I’m back. After Christmas week, I took nine days off. Dec. 29 until Jan. 6. After ten years teaching, two weeks of vacation per year forces me to be absolute about it.
Once I’m gone, I’m gone. No email. No blogs. No phone calls. No work. Period. If I forget to post a goodbye blog, too bad. (I forgot to do that.)
For me, vacation time is a kind of retreat. If work is a battle, then vacation is when I pull back. I go where its safe and rest for awhile. Regain strength. Rest. Spend time with the people I’m fighting for–meaning my family. They need the essentials after all, food, shelter, clothes. My wife and I agreed that I would earn the bread for this season of our lives. And I intend to honor that.
Of course, I also review the battle plan a little bit. I can’t help it. I like to think about work, though I do my best not to talk about work or blogging or writing in general while I’m on vacation.

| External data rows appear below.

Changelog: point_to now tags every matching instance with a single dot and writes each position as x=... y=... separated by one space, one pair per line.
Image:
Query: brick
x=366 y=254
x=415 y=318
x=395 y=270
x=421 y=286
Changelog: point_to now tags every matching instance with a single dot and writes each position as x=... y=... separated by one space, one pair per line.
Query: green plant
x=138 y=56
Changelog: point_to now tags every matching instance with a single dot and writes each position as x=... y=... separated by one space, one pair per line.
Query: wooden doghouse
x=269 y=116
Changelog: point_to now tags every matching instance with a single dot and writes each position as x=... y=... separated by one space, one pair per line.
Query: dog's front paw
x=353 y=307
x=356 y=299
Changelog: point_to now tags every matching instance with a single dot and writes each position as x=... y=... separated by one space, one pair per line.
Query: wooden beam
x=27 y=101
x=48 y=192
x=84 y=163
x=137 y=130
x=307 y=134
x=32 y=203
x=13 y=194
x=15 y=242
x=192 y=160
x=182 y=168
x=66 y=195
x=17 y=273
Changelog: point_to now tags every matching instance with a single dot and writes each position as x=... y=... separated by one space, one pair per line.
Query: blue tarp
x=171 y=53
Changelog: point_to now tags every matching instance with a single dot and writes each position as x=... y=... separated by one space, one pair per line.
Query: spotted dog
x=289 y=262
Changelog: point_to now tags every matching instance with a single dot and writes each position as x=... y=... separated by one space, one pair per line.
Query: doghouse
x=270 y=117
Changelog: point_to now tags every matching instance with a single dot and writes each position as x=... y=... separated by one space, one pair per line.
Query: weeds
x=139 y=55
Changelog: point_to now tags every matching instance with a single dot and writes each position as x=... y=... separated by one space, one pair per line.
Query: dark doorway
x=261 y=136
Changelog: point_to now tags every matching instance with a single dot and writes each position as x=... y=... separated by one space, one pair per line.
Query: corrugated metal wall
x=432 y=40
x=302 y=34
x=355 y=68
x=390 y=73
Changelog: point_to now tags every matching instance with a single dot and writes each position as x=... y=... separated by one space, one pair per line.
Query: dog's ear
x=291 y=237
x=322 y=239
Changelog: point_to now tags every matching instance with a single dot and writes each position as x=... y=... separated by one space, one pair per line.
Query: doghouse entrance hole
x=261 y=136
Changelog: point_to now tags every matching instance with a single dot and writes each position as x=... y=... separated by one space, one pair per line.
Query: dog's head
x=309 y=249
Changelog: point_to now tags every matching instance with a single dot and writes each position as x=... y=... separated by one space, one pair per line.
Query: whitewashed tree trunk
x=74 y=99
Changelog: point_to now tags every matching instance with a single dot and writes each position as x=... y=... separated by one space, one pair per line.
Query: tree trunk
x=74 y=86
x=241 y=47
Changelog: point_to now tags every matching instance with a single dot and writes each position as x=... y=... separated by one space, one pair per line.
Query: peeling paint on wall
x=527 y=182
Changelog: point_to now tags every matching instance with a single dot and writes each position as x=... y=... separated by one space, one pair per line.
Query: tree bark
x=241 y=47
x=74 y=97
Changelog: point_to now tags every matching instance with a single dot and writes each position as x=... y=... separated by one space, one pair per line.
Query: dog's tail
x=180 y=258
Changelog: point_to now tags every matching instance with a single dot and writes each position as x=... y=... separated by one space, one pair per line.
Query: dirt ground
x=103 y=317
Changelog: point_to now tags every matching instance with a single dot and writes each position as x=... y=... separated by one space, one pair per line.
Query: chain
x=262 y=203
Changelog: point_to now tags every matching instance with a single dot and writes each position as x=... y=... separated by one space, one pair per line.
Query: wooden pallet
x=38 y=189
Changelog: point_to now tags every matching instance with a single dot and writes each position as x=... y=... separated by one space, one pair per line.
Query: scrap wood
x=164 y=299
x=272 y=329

But I do think about it at night in bed when everyone else is asleep.
And here are the kind of plans I make. SMART goals. It’s not a matter of resolutions. Archaic words like “resolve” give my goals a false sense of institutional importance. And there is nothing institutional about my goals.
I pray about my plans too. I try my best to remember Proverbs 19:21, “Many are the plans in a man’s heart, ut it is the LORD’s purpose that prevails.” As much as possible, I try to discern the Lord’s purpose as I make plans.
For much of my life, this meant that I approached opportunities as if they were blessed by God. Without thinking about it much, I gradually came to see open doors as places I should explore.
Lately, I’ve faced too many open doors. I have to choose which ones to explore. And I think God expects me to choose. Let me be blunt, sometimes I doubt God cares much about my career goals and my life ambitions.
I’m finishing up a manuscript in the next few weeks. I think God cares about that–but he cares because I care. More than what I do or what I produce, I think God is interested in the way I go about it. Does the process honor him? Or not.
Which means, the process of thinking through goals could be more important than the goals themselves.
And if anyone is still reading here, I’m curious. What are some of your goals for the next few months?




{ 6 comments }
Just taking it a week at a time. No big plans, because soon the book will be on the way and I have no idea what that might mean (or not). Sometimes a holding pattern is exactly the plan we need, yes?
Reading (of course, when is that not a goal?), Traveling with the Wife, looking for a new place to move to…nothing major, really.
I agree–sometimes I think we put too much stress on ourselves to pinpoint the right thing that God wants us to do rather than act in the right way. Not that choosing is a bad focus.
I don’t have a goal as much as a prayer–make me insignificant. (I blogged about it because this is the hardest prayer for me to pray right now.)
Finish reading Henry Cloud’s “Integrity.”
Submit an exciting speaking proposal.
Reward myself “big time” for achieving my goals!
My goal is to finish my Manuscript by June. That’s pretty slow, really, but with my other more important priorities, its the only way to go.
I like it when you said “More than what I do or what I produce, I think God is interested in the way I go about it.” I’ve thought about that in the past as “God is more interested in the painting than the frame” trying, I think, to mean the same thing you said.
Thanks for helping me remember this!
I agree with you, Mark. God is interested more on the inward man than the outward things.
I aim to get a bit more fit this year. My family needs me to be able to keep up.
I also want to play more with my kids, to listen more, and to spend more time tucking them in at night.